X_train, X_val, y_train, y_val = train_test_split(X, y)

gbrt = GradientBoostingRegressor(max_depth=2, n_estimators=120)
gbrt.fit(X_train, y_train)

errors = [mean_squared_error(y_val, y_pred)
          for y_pred in gbrt.staged_predict(X_val)]
bst_n_estimators = np.argmin(errors) + 1

gbrt_best = GradientBoostingRegressor(max_depth=2,n_estimators=bst_n_estimators)
gbrt_best.fit(X_train, y_train)

In [24]:
gbrt = GradientBoostingRegressor(max_depth=2, warm_start=True)

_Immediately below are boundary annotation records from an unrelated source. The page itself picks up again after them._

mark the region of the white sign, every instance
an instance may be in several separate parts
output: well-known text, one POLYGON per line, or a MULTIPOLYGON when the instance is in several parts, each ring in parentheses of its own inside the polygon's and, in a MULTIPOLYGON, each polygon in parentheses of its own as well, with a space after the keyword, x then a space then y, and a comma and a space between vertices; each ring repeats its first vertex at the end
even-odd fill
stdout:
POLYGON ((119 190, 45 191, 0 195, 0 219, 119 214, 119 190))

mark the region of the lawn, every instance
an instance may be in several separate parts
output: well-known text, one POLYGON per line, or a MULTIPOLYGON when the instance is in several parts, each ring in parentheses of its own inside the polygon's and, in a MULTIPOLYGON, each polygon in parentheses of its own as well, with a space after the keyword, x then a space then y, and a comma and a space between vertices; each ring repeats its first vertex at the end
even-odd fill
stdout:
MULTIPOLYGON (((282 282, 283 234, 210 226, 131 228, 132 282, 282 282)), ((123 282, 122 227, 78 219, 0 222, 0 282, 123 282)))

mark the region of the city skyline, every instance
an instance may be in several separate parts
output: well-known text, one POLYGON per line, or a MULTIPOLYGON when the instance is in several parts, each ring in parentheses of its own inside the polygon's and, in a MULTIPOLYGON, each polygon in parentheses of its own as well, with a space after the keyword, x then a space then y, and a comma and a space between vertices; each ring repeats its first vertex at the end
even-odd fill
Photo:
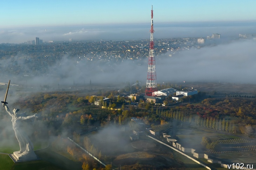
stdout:
POLYGON ((147 23, 152 5, 159 23, 256 20, 256 1, 250 0, 15 0, 1 3, 0 28, 147 23))
POLYGON ((0 7, 4 16, 0 43, 22 43, 35 37, 45 42, 148 39, 151 4, 156 38, 214 33, 238 37, 255 33, 254 4, 229 0, 6 1, 0 7))

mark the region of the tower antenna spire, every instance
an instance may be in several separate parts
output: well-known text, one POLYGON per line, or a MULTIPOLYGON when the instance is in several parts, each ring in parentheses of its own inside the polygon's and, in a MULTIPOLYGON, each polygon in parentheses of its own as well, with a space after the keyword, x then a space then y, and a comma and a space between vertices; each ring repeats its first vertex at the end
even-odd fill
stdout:
POLYGON ((148 66, 147 84, 145 93, 146 95, 152 96, 153 93, 157 92, 156 84, 156 73, 155 59, 155 44, 154 41, 154 27, 153 24, 153 5, 151 8, 151 27, 150 29, 150 42, 149 43, 149 54, 148 56, 148 66))

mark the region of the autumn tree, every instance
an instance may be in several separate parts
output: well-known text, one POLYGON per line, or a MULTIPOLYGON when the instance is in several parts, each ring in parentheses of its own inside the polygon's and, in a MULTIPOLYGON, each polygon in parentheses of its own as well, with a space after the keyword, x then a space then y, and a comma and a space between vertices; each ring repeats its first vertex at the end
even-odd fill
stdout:
POLYGON ((248 136, 249 136, 252 133, 253 130, 250 124, 245 125, 244 127, 244 132, 248 136))

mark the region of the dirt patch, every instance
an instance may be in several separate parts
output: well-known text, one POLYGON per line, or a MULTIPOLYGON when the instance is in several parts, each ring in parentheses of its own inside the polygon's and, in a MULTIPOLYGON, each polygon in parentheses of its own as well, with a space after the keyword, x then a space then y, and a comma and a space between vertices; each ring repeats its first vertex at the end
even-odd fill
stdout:
POLYGON ((139 149, 148 149, 154 148, 156 144, 149 141, 141 140, 133 142, 132 145, 135 148, 139 149))

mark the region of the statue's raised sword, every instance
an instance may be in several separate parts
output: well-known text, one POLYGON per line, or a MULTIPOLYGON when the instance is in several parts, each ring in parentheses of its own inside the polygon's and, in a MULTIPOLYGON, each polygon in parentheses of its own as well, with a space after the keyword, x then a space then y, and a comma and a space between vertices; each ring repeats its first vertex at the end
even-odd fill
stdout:
POLYGON ((6 98, 7 98, 7 94, 8 94, 8 90, 9 90, 9 86, 10 86, 10 82, 11 80, 9 80, 9 83, 8 83, 8 86, 7 86, 7 89, 6 89, 6 93, 5 93, 5 100, 3 101, 1 101, 4 104, 8 104, 8 103, 6 102, 6 98))

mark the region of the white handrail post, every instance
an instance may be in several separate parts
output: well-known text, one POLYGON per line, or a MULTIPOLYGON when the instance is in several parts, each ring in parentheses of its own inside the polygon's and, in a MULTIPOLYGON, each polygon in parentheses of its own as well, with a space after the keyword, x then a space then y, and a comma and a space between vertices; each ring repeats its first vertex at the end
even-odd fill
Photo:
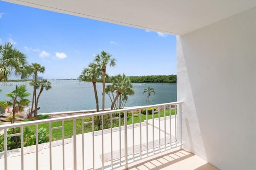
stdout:
POLYGON ((7 129, 4 130, 4 170, 7 170, 7 129))
POLYGON ((74 170, 76 170, 76 119, 73 119, 73 159, 74 170))
POLYGON ((180 149, 182 148, 182 104, 179 104, 178 110, 178 143, 180 145, 180 149))
POLYGON ((128 169, 128 153, 127 139, 127 111, 124 112, 124 160, 125 169, 128 169))

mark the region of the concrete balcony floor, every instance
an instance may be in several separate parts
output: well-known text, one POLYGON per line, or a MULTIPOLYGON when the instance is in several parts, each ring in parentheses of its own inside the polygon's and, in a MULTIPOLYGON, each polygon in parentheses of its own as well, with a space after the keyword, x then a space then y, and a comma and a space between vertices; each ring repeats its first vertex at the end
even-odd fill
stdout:
MULTIPOLYGON (((115 170, 124 170, 124 166, 115 170)), ((219 169, 190 152, 172 149, 129 163, 129 170, 218 170, 219 169)))

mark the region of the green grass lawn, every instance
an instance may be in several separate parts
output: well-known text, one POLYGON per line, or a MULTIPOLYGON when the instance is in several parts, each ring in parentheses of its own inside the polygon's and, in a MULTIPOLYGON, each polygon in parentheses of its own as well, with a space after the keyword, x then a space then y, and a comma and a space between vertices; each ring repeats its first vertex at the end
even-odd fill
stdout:
MULTIPOLYGON (((137 113, 134 113, 136 114, 137 113)), ((168 116, 169 115, 170 109, 166 109, 166 116, 168 116)), ((174 110, 172 110, 171 115, 173 115, 174 114, 174 110)), ((141 122, 143 122, 144 120, 146 120, 146 115, 142 114, 141 116, 141 122)), ((160 117, 163 117, 164 116, 164 110, 162 110, 160 111, 160 117)), ((109 115, 108 117, 106 117, 106 122, 104 123, 104 127, 106 127, 106 129, 110 128, 110 125, 108 122, 107 120, 109 120, 109 115)), ((37 117, 38 119, 45 119, 48 117, 48 115, 40 115, 37 117)), ((148 115, 148 119, 152 119, 152 115, 148 115)), ((154 114, 154 118, 156 118, 158 117, 158 112, 154 114)), ((134 123, 138 123, 140 122, 140 116, 136 115, 134 117, 134 123)), ((123 117, 121 118, 121 125, 123 125, 124 124, 124 118, 123 117)), ((91 117, 86 117, 84 119, 84 121, 92 121, 91 117)), ((80 134, 82 133, 82 119, 76 119, 76 134, 80 134)), ((26 121, 29 121, 31 120, 27 120, 26 121)), ((119 121, 118 120, 113 120, 113 127, 116 127, 119 126, 119 121)), ((132 124, 132 113, 128 113, 127 117, 127 122, 128 125, 132 124)), ((57 127, 62 126, 62 122, 58 121, 56 122, 53 122, 52 123, 52 127, 57 127)), ((34 131, 35 131, 36 126, 34 125, 29 126, 29 127, 34 131)), ((44 127, 46 129, 47 134, 49 134, 49 123, 43 123, 38 125, 38 129, 41 127, 44 127)), ((84 125, 84 133, 90 132, 92 131, 92 125, 91 123, 84 125)), ((100 127, 101 128, 101 127, 100 127)), ((98 130, 98 127, 96 123, 94 123, 94 130, 98 130)), ((69 138, 72 137, 73 135, 73 120, 69 120, 64 121, 64 138, 69 138)), ((62 129, 61 129, 53 130, 52 131, 52 141, 58 140, 62 139, 62 129)))

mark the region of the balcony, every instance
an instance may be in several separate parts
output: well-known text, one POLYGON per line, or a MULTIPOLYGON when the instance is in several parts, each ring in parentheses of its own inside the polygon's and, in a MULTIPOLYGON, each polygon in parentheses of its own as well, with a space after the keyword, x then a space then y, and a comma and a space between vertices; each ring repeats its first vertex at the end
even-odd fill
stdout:
POLYGON ((180 169, 218 169, 182 149, 182 103, 134 107, 118 111, 1 125, 0 129, 4 130, 4 151, 0 153, 0 170, 177 169, 175 167, 180 169), (148 109, 153 107, 156 109, 151 116, 148 109), (142 112, 145 110, 146 119, 143 120, 142 112), (100 125, 104 127, 106 115, 109 118, 110 128, 95 131, 95 119, 100 116, 100 125), (131 118, 132 123, 128 125, 128 119, 131 118), (139 120, 139 123, 134 123, 135 118, 139 120), (64 139, 64 127, 69 120, 73 120, 73 137, 64 139), (83 125, 78 126, 78 120, 83 125), (56 122, 61 122, 62 125, 53 127, 56 122), (52 131, 59 129, 62 140, 38 144, 38 125, 46 123, 49 123, 50 139, 52 138, 52 131), (114 124, 117 127, 113 127, 114 124), (20 135, 23 141, 25 127, 32 125, 35 126, 36 144, 24 147, 21 142, 20 148, 8 150, 7 138, 20 135), (85 133, 86 125, 91 126, 91 132, 85 133), (20 127, 20 133, 7 134, 8 129, 17 127, 20 127), (82 133, 78 133, 78 129, 82 133))

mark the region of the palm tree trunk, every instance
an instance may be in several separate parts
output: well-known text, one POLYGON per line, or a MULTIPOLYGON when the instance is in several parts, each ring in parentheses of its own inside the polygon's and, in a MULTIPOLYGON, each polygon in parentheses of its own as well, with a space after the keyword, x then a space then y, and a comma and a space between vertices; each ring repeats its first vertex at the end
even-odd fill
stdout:
POLYGON ((29 114, 29 118, 32 118, 32 114, 33 113, 33 107, 34 106, 34 101, 35 98, 35 95, 34 95, 35 92, 35 87, 34 87, 34 91, 33 92, 33 98, 32 98, 32 105, 31 106, 31 110, 30 110, 30 113, 29 114))
POLYGON ((13 101, 13 104, 12 105, 12 123, 14 123, 15 121, 15 106, 16 106, 16 103, 17 102, 16 100, 17 96, 16 96, 15 98, 14 98, 13 101))
POLYGON ((102 111, 105 110, 105 81, 106 81, 106 69, 102 69, 102 111))
POLYGON ((120 94, 118 93, 117 93, 117 94, 116 94, 116 96, 115 99, 114 100, 113 102, 112 103, 112 105, 111 105, 111 110, 113 110, 113 108, 114 108, 114 106, 115 105, 115 103, 116 103, 116 100, 117 100, 117 98, 120 95, 120 94))
POLYGON ((35 110, 34 111, 34 117, 36 116, 36 114, 37 113, 37 108, 36 107, 36 82, 37 80, 37 72, 35 73, 35 84, 34 84, 34 100, 35 100, 35 110))
POLYGON ((38 99, 39 99, 39 97, 40 97, 40 95, 41 95, 41 94, 42 93, 43 90, 44 90, 44 88, 41 88, 41 89, 40 89, 40 92, 39 92, 38 96, 37 96, 37 98, 36 98, 36 107, 35 107, 35 108, 36 108, 36 110, 37 110, 37 107, 38 106, 38 99))
POLYGON ((35 109, 34 111, 34 117, 36 117, 37 115, 37 107, 36 107, 36 104, 37 103, 37 100, 36 100, 36 89, 35 91, 35 109))
MULTIPOLYGON (((96 110, 97 112, 99 112, 99 99, 98 98, 98 94, 97 93, 97 89, 96 88, 96 81, 93 81, 93 89, 94 91, 94 95, 95 96, 95 100, 96 100, 96 110)), ((100 116, 97 116, 97 125, 98 126, 98 130, 100 130, 100 116)))
POLYGON ((147 95, 145 96, 146 97, 146 103, 148 105, 148 100, 147 100, 147 95))

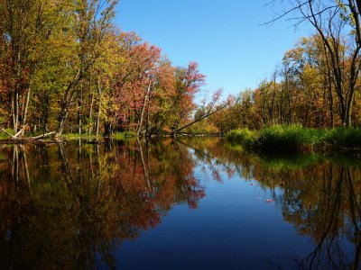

min_val_error = float("inf")
error_going_up = 0
for n_estimators in range(1, 120):
    gbrt.n_estimators = n_estimators
    gbrt.fit(X_train, y_train)
    y_pred = gbrt.predict(X_val)
    val_error = mean_squared_error(y_val, y_pred)
    if val_error < min_val_error:
        min_val_error = val_error
        error_going_up = 0
    else:
        error_going_up += 1
        if error_going_up == 5:
            break # early stopping

In [29]:
import xgboost

xgb_reg = xgboost.XGBRegressor()
xgb_reg.fit(X_train, y_train)

**Instability of Decision Trees**

Stacking trains a meta-model (blender) to combine the predictions of base models instead of using simple voting. Base models are trained first, their predictions are used as inputs, and the blender learns how to best combine them.
Although Scikit-Learn does not natively support stacking, the concept is widely used and can outperform traditional ensemble methods.